Additional details about the model, including comparisons to other public models are available in the accompanying paper, accepted to the 2025 AAAI workshop on AI for Cyber Security (AICS).

Ardennes NIM Usage

Setup

One-time access setup, as needed:

export NGC_API_KEY=<YOUR NGC API KEY>
docker login nvcr.io  # ensure you login with the right key. Sometimes, if you've used another key in the past, this will just succeed without asking you for your new key. In this case, delete the config file it caches creds in, and try again.

# Username: $oauthtoken
# Password: <NGC_API_KEY>

Serving the model as a NIM

We provide the Ardennes model as an NVIDIA NIM, so you can simply pull the image from docker and run it.

#!/bin/bash

export NGC_API_KEY=<your NGC personal key with access to the "nvstaging/nim" org/team>
export NIM_IMAGE='nvcr.io/nvstaging/nim/ardennes-jailbreak-arctic-nim:v0.1'
export MODEL_NAME='ardennes-jailbreak-arctic'
docker pull $NIM_IMAGE

And go!

docker run -it --name=$MODEL_NAME \
    --gpus=all --runtime=nvidia \
    -e NGC_API_KEY="$NGC_API_KEY" \
    --expose 8000 \
    $NIM_IMAGE

Running inference with the NIM

The running NIM container exposes a standard REST API and you can send POST requests to the v1/classify endpoint as JSON to get model responses.

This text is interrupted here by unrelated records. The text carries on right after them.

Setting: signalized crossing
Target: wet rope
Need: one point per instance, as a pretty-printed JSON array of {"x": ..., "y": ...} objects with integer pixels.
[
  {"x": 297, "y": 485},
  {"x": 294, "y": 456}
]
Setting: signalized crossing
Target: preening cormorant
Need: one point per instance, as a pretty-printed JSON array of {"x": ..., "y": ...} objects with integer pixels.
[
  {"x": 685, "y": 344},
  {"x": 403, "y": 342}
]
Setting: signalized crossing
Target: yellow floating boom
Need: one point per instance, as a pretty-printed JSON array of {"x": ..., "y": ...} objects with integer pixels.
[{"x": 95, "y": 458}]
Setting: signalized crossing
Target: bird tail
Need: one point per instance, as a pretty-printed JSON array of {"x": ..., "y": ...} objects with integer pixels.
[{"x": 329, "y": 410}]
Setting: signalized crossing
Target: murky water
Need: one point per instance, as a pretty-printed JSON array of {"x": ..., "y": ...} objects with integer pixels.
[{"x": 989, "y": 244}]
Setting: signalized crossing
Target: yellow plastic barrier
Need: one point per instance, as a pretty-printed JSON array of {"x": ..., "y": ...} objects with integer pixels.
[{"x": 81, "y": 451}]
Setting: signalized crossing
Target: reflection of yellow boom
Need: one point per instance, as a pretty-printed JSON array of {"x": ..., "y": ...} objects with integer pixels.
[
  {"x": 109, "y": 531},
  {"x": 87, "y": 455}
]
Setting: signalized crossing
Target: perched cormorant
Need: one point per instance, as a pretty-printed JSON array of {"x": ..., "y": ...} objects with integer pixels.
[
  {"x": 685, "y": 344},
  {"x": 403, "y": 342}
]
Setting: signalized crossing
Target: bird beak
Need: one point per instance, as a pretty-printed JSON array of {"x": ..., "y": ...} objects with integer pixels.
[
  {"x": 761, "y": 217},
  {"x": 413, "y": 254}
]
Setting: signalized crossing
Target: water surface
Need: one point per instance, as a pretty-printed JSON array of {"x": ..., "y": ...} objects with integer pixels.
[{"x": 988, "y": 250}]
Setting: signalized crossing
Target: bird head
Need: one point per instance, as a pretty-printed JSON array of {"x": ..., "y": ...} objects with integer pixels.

$ curl --data '{"input": "hello this is a test"}' --header "Content-Type: application/json" --header "Accept: application/json" http://0.0.0.0:8000/v1/classify

This will return a JSON dictionary with the model’s prediction of whether or not the provided input is a jailbreaking attempt.

{"jailbreak": false, "score": -0.9921652427737031}

You are responsible for ensuring that your use of NVIDIA AI Foundation Models complies with all applicable laws.